After less than three years of freedom, whistle-blower Chelsea Manning was arrested last Friday, March 8th.
She was found in contempt of court for refusing to testify before a grand jury that is currently investigating Wikileaks. Judge Claude H. Hilton of Federal District Court in the Eastern District of Virginia ruled that she must remain incarcerated until she testifies, or until the grand jury completes its work. After this prosecutors would have to gain a new subpoena if they wished to press the issue further. There has been no word as of yet on when the jury’s term is expected to end.
Manning’s refusal is based on ethical objections to the grand jury system which she outlined in a statement on Twitter.
She was aware that her refusal was likely to lead to her arrest before it happened. Whilst appearing before the grand jury on Wednesday 6th of March she invoked her First, Fourth and Sixth amendment protections and stated that “In solidarity with many activists facing the odds, I will stand by my principles. I will exhaust every legal remedy available.” The arrest has therefore been viewed as an act of protest.
Manning was originally arrested for leaking over 720,000 secret military and diplomatic documents, diplomatic cables, footage, and battlefield accounts and providing them to Wikileaks in 2010. The leaks included documents pertaining to both the Afghanistan and Iraq war which proved embarrassing to the US Government. But most disturbingly, the leaks included evidence of the US killing and imprisoning innocent civilians. The most infamous of Manning’s leaks was footage of an Apache helicopter killing 12 civilians in Bagdad in 2007. Equally troubling, the leaks also included intelligence assessments of individuals held in Guantanamo Bay without trial or charge. (Note, it is not an outlier for people to be held in Guantanamo without charge or even trial. A former Bush official told the AP back in 2009 that he believed that most of the detainees were innocent. And the ACLU describes it as a place designed to imprison suspects without due process and interrogate them without restraint in their breakdown of Guantanamo by the numbers.)

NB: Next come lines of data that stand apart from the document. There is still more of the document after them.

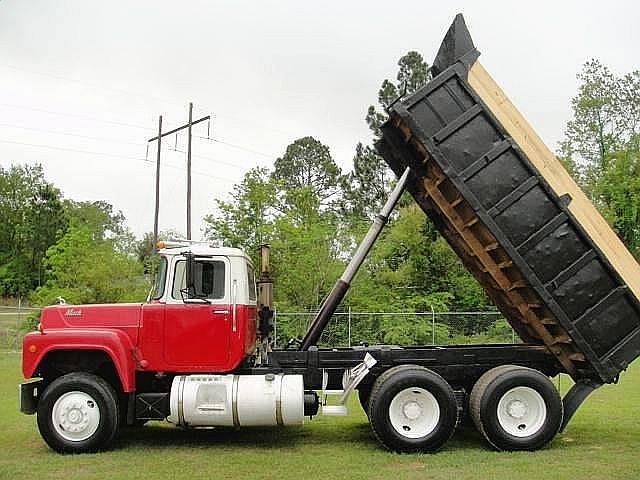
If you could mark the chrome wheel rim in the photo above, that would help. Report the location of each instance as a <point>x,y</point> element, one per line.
<point>522,412</point>
<point>75,416</point>
<point>414,412</point>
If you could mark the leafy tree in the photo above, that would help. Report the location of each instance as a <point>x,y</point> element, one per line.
<point>83,270</point>
<point>103,223</point>
<point>308,163</point>
<point>413,72</point>
<point>246,221</point>
<point>606,116</point>
<point>31,215</point>
<point>617,190</point>
<point>367,186</point>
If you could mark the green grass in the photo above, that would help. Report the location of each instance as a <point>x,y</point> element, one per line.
<point>602,441</point>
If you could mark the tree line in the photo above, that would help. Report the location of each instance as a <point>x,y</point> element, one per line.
<point>313,215</point>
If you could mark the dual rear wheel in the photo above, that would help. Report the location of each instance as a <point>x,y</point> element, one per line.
<point>412,408</point>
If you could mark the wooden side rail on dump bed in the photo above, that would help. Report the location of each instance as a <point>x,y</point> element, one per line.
<point>515,217</point>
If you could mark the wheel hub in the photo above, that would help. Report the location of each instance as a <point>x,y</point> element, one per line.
<point>75,416</point>
<point>517,409</point>
<point>521,411</point>
<point>412,410</point>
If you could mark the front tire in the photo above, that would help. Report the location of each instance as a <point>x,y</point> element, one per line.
<point>78,413</point>
<point>412,409</point>
<point>516,408</point>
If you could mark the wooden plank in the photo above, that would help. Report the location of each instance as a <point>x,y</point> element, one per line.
<point>556,176</point>
<point>560,349</point>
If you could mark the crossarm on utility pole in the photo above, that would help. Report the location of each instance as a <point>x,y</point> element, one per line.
<point>339,290</point>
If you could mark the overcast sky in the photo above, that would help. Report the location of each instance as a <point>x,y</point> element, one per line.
<point>83,82</point>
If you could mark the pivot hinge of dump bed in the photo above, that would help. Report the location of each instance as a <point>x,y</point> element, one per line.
<point>352,379</point>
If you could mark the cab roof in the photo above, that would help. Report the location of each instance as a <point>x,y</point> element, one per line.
<point>202,249</point>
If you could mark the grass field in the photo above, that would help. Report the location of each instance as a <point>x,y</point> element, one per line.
<point>602,442</point>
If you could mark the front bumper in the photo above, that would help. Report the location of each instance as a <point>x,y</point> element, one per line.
<point>29,395</point>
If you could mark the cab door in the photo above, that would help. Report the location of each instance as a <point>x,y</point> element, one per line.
<point>196,335</point>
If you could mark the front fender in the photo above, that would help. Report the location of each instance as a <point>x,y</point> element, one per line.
<point>114,343</point>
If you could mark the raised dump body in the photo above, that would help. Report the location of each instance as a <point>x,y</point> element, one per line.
<point>515,217</point>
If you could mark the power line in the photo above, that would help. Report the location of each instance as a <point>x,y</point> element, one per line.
<point>139,144</point>
<point>138,94</point>
<point>145,161</point>
<point>239,147</point>
<point>52,147</point>
<point>75,115</point>
<point>92,85</point>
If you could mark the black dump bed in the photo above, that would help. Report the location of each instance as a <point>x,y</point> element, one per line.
<point>514,216</point>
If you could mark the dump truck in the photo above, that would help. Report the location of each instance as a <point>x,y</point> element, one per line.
<point>199,352</point>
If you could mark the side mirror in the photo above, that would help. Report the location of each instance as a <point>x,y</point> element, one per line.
<point>189,291</point>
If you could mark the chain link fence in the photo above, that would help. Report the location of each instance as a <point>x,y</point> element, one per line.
<point>14,322</point>
<point>399,328</point>
<point>345,328</point>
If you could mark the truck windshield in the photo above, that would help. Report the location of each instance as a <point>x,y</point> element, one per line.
<point>161,275</point>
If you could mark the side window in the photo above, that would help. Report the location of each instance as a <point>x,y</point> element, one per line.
<point>208,279</point>
<point>251,282</point>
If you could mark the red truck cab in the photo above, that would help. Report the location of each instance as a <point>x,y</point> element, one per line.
<point>209,326</point>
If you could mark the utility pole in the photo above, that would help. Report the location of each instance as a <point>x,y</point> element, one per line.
<point>157,209</point>
<point>188,126</point>
<point>189,173</point>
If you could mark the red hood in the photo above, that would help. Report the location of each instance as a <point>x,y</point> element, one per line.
<point>123,316</point>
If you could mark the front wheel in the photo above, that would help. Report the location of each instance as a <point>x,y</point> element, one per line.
<point>412,409</point>
<point>78,413</point>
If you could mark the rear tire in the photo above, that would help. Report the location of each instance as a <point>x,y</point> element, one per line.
<point>78,413</point>
<point>412,409</point>
<point>516,408</point>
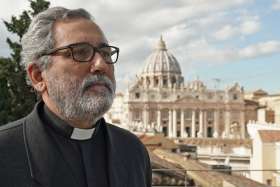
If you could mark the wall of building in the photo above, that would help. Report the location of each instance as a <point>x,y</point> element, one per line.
<point>256,159</point>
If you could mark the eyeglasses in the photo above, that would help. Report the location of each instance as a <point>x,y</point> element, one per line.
<point>84,52</point>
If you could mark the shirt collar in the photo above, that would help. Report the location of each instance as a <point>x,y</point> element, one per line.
<point>66,130</point>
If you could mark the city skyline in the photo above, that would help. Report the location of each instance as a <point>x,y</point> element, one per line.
<point>234,41</point>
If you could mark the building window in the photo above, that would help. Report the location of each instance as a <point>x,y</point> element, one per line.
<point>137,95</point>
<point>164,82</point>
<point>269,182</point>
<point>164,95</point>
<point>156,82</point>
<point>209,132</point>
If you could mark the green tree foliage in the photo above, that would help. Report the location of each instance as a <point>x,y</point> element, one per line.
<point>16,97</point>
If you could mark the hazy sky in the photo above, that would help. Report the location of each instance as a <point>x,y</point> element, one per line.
<point>232,40</point>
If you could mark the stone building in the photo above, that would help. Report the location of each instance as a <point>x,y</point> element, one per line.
<point>162,101</point>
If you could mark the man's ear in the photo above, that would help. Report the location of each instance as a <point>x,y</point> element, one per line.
<point>35,75</point>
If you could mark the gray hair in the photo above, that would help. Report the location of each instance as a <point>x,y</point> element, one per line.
<point>39,37</point>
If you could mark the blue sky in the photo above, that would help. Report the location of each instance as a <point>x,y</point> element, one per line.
<point>232,40</point>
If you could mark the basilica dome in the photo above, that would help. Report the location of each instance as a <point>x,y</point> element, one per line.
<point>161,62</point>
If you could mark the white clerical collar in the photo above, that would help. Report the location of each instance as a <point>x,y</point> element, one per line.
<point>82,134</point>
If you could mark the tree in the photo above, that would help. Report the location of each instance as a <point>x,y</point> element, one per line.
<point>16,97</point>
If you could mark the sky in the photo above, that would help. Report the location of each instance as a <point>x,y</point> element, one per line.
<point>229,40</point>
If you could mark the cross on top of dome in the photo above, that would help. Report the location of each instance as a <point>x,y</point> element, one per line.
<point>161,44</point>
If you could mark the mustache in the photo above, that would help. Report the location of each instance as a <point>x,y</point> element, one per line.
<point>98,79</point>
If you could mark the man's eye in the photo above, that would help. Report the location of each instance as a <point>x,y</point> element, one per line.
<point>66,53</point>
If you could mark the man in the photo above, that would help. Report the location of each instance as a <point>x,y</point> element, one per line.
<point>65,141</point>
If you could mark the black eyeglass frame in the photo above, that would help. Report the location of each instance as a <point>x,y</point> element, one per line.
<point>95,49</point>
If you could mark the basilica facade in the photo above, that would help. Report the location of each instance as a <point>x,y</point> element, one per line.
<point>160,100</point>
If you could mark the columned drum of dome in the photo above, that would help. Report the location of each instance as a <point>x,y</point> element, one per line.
<point>162,68</point>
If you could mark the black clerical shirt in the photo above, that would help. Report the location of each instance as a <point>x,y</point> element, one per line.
<point>86,158</point>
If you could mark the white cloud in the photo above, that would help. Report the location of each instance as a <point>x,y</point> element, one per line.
<point>260,49</point>
<point>201,50</point>
<point>226,32</point>
<point>276,5</point>
<point>246,25</point>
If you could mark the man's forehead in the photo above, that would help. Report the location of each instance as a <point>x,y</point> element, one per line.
<point>78,30</point>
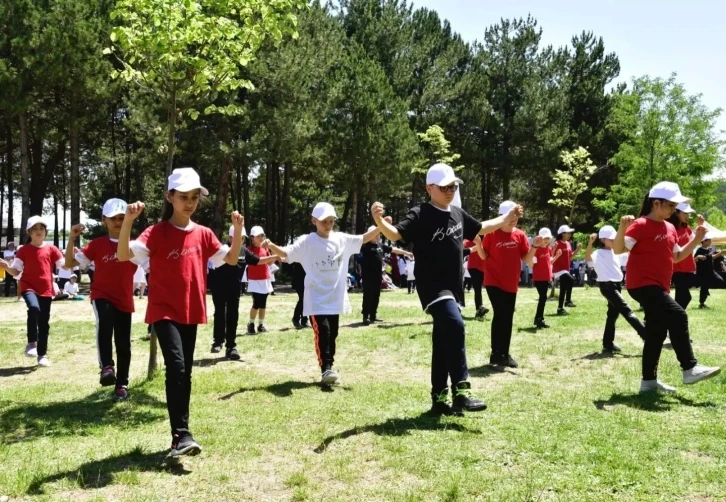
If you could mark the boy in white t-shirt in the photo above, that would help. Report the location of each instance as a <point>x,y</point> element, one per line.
<point>324,254</point>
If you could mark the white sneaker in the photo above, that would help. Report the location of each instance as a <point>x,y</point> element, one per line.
<point>656,386</point>
<point>330,377</point>
<point>700,372</point>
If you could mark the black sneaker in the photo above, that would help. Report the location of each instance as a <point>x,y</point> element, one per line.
<point>184,444</point>
<point>464,400</point>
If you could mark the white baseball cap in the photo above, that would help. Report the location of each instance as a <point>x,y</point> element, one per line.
<point>231,231</point>
<point>113,207</point>
<point>34,220</point>
<point>186,179</point>
<point>441,175</point>
<point>684,207</point>
<point>323,210</point>
<point>607,232</point>
<point>545,233</point>
<point>669,191</point>
<point>506,206</point>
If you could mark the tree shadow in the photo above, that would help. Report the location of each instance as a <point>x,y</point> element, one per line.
<point>650,401</point>
<point>26,421</point>
<point>100,473</point>
<point>398,427</point>
<point>18,370</point>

During her trial, Manning told the court that she had hoped to spark a public debate the role of the military in US foreign policy. After she was released she elaborated on her reasons in an interview with ACS’s Good Morning America…

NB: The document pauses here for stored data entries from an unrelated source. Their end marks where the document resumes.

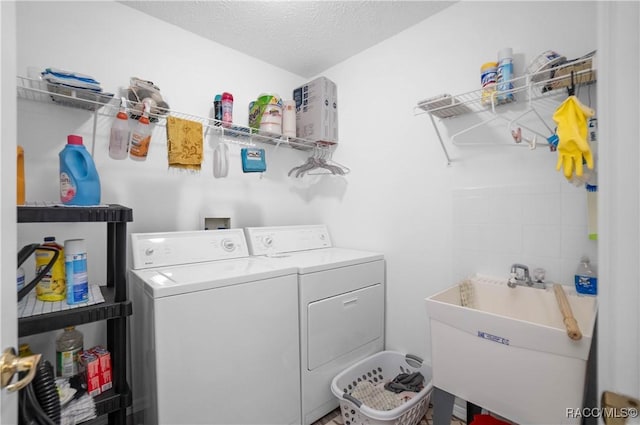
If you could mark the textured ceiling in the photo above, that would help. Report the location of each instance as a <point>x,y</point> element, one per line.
<point>303,37</point>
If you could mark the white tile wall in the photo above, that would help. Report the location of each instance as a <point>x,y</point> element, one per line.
<point>540,225</point>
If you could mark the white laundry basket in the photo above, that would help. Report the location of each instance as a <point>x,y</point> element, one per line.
<point>382,367</point>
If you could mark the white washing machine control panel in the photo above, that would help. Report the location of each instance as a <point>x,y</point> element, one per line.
<point>175,248</point>
<point>280,239</point>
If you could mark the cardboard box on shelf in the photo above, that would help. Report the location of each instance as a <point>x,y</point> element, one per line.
<point>583,72</point>
<point>317,110</point>
<point>104,363</point>
<point>89,365</point>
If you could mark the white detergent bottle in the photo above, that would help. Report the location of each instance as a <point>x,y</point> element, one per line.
<point>120,133</point>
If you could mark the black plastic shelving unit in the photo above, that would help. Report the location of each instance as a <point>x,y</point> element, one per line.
<point>115,309</point>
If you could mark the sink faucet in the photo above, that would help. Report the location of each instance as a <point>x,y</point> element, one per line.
<point>520,276</point>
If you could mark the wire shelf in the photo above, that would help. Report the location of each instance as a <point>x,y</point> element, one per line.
<point>528,88</point>
<point>108,105</point>
<point>546,84</point>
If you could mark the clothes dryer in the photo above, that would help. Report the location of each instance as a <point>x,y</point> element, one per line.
<point>341,302</point>
<point>214,332</point>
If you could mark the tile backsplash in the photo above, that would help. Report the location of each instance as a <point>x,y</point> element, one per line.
<point>540,225</point>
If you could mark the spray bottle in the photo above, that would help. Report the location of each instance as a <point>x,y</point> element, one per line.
<point>120,134</point>
<point>141,136</point>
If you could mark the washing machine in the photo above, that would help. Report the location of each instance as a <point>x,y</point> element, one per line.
<point>214,335</point>
<point>341,302</point>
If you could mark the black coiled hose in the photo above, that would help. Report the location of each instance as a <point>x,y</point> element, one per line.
<point>40,402</point>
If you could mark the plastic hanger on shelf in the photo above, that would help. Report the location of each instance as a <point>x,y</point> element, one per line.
<point>319,160</point>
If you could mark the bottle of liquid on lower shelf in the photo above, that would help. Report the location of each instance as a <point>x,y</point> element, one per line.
<point>120,134</point>
<point>69,344</point>
<point>52,287</point>
<point>505,75</point>
<point>141,137</point>
<point>79,180</point>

…“You’re getting all this information, and it’s just death, destruction, mayhem, and eventually, you just stop — I stopped seeing — just statistics and information, and I started seeing people (…) Counterinsurgency warfare is not a simple thing. It’s not as simple as good guys versus bad guys. It is a mess.”
Manning was sentenced to 35 years in prison and served for 7. During this time she came out as transgender. In 2013 a psychiatrist testified that she was struggling with her gender identity, and in 2014 she was granted her name change from Bradley to Chelsea. However, the granting of the change of name is not reflective of her treatment as an incarcerated transgender woman. She remained in a men’s military prison where she attempted suicide twice. She was allowed to make limited efforts to feminize her appearance but was faced with restrictions such as not being allowed to grow her long despite the recommendations of an outside phycologist.

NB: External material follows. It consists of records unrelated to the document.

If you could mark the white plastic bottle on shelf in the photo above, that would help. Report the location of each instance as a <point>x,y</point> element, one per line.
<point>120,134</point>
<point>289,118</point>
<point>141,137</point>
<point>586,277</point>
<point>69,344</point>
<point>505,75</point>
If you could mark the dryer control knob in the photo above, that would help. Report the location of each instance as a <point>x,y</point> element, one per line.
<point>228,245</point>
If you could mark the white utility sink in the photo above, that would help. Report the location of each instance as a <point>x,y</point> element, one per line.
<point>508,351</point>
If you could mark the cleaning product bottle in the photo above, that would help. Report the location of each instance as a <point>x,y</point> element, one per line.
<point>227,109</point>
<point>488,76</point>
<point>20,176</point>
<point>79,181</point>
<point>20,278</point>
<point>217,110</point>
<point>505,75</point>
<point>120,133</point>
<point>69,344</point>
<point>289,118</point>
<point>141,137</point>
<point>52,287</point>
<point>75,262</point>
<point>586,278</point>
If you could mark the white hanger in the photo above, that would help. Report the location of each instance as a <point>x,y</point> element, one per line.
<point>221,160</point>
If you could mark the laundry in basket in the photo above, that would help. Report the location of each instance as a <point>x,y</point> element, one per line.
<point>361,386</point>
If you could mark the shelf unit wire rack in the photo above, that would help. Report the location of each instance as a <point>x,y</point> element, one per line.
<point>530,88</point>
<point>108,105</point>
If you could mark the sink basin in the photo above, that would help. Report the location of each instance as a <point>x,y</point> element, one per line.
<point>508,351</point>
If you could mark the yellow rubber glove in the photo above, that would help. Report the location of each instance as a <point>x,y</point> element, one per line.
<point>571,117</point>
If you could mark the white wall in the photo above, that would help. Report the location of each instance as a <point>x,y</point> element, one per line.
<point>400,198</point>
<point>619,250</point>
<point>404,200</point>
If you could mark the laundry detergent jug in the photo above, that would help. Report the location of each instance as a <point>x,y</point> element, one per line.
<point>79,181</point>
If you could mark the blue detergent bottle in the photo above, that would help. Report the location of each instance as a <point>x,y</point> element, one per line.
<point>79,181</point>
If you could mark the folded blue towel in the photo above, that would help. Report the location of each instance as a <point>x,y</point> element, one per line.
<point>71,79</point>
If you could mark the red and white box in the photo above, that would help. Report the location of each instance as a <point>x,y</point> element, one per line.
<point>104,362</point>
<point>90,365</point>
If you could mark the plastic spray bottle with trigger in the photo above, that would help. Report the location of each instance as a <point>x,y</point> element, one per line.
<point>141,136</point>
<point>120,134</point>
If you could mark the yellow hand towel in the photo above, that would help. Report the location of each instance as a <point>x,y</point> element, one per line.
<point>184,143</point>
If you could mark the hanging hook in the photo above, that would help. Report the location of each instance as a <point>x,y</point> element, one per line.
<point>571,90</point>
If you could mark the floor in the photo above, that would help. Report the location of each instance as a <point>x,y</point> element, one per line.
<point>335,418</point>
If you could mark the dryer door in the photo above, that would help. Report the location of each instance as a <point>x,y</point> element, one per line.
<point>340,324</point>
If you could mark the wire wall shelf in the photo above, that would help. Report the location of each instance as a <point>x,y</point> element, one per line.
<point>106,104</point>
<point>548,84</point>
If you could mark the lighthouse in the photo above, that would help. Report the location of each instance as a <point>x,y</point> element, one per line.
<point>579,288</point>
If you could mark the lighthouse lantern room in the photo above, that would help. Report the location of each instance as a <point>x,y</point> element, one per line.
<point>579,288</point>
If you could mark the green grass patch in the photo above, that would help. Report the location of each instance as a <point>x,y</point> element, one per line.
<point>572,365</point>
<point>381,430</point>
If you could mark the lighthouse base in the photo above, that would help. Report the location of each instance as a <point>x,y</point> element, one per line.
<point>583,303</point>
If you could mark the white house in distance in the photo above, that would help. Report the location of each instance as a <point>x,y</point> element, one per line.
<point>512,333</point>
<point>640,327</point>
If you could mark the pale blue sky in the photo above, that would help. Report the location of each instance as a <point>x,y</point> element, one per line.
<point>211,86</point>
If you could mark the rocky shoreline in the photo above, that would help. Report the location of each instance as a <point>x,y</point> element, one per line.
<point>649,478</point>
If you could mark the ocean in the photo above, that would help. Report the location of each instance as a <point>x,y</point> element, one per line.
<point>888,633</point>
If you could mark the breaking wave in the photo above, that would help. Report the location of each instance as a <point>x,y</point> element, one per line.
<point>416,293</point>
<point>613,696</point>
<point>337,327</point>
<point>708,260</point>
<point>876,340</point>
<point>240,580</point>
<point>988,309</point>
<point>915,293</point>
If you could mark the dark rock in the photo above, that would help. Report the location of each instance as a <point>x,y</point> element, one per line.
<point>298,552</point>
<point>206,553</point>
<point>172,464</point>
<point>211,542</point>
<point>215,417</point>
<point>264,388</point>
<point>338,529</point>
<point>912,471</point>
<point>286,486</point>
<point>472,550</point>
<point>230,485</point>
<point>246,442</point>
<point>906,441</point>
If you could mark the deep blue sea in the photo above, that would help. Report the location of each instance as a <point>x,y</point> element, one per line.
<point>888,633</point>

She was granted clemency by then-president Barack Obama and released on May 17th, 2017. She was an outspoken activist and public speaker during her time as a free woman and even made a run for Senate in the Maryland Democratic primary.
Her refusal to testify on behalf of an investigation into Wikileaks is a continuation of her activism and struggle for justice which at this point she knows all too well comes with great personal risk. As Gizmodo explains her imprisonment is not punitive, meaning that she is being punished for an action, but is instead designed to be coercive. It is a measure taken in the hopes that it will break her will and force her to give up information. Information which she has already given over the course of her 2013 court-martial.